Come this fall, Maddox will be studying at the Walsh School of Foreign Service at Georgetown University in Washington D.C, as well as rowing for the women’s crew program. She has her sights set. “I will get a Bachelor of Science and foreign service, and my major will probably be international politics,” she said, smiling. “But we’ll see.”
A strong interest in security studies and US and global foreign policy has drawn her in this direction. As a junior, she wrote a twelve-page research paper for her US History class on the South China Sea, getting into “some very nitty-gritty details about international navigation legislation in international waters.”
“Mr. Sheehan was a huge help,” she reflected. “I’m very grateful to him for his help with that.”
Speaking of her teachers, Maddox was quick to point to Honors Literature with Doc Haman as a particular favorite, who is retiring after thirty-six years at the school. “It’s really fantastic,” she said. “He just loves the books that we read, and really works hard to get everyone talking about them when we have our discussions.”
Above all, she said, “he is really good at listening to students. It’s a very good class—I enjoy it a lot.”
The humanities are only the tip of the iceberg when it comes to Maddox’s pursuits. Her activities on the LA campus have included serving as founder and president of LA’s Environmental Sustainability Council; touring prospective students and families as a member of the Elm Tree Society; serving as a peer counselor and tutor; playing clarinet in the Student Jazz Ensemble; co-editing LA’s literary magazine; and co-heading the Lawrence Academy Sock Club.
In addition to captaining LA Girls’ Varsity Hockey, she started LA’s crew co-op program with Westford Academy and captained the Westford Community Rowing Program. “We row on Forge Pond in Westford,” she said. “It’s pretty small, but it does the trick.”
Twice she has traveled to the Wintergreen Dog Sledding Lodge in Minnesota, first as part of a group Winterim trip and then returning for a Winterim professional this year to work as a staff intern.

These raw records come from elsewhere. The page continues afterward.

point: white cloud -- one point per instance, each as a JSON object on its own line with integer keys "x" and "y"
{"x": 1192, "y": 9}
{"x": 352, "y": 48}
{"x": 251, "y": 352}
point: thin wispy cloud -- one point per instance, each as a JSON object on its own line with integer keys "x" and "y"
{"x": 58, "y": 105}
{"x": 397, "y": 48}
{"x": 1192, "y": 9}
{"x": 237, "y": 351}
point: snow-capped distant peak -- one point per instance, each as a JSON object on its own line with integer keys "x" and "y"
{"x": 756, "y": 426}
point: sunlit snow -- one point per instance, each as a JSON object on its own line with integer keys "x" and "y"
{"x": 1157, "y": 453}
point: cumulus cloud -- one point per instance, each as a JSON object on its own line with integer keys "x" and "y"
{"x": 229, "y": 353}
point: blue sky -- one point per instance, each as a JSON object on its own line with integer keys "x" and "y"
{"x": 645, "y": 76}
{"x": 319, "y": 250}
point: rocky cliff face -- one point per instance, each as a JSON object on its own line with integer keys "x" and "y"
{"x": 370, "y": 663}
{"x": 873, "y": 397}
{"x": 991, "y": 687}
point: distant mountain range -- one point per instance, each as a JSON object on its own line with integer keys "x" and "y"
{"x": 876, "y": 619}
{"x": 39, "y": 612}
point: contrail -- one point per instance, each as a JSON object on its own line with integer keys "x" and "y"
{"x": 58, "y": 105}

“It’s the largest Canadian Inuit sled dog kennel in the world,” she explained. “They have 73 dogs, and there were two eight-week-old puppies this spring. It basically consisted of waking up in the morning and feeding and playing with all the dogs, then skiing about ten to twenty miles alongside the guests who were dogsledding and coming back and cooking dinner and playing with the puppies more—pretty much a dream come true.”
After being named a national semifinalist in the 2018 National Merit Scholarship Competition back in the fall, Maddox received news in early May that she had been selected as a scholarship recipient out of the finalist pool. High school students enter the National Merit Program by taking the Preliminary SAT/National Merit Scholarship Qualifying Test PSAT/NMSQT—which serves an initial screen of approximately 1.6 million entrants each year—and by meeting published program entry and participation requirements.
During LA’s graduation exercises this year, Maddox received the Benjamin Davis Williams Prize, which is awarded by the faculty “to that senior whose leadership qualities, innovative ideas, and varied interests in the numerous areas of Lawrence Academy life all make this a better place in which to live, to experience, and to learn.”
As she heads to D.C., there is no doubt Maddox will be taking these qualities with her as she heads off to pursue her interests in international relations and politics.
Congratulations Maddox, and may you continue to inspire others through your actions and kind nature.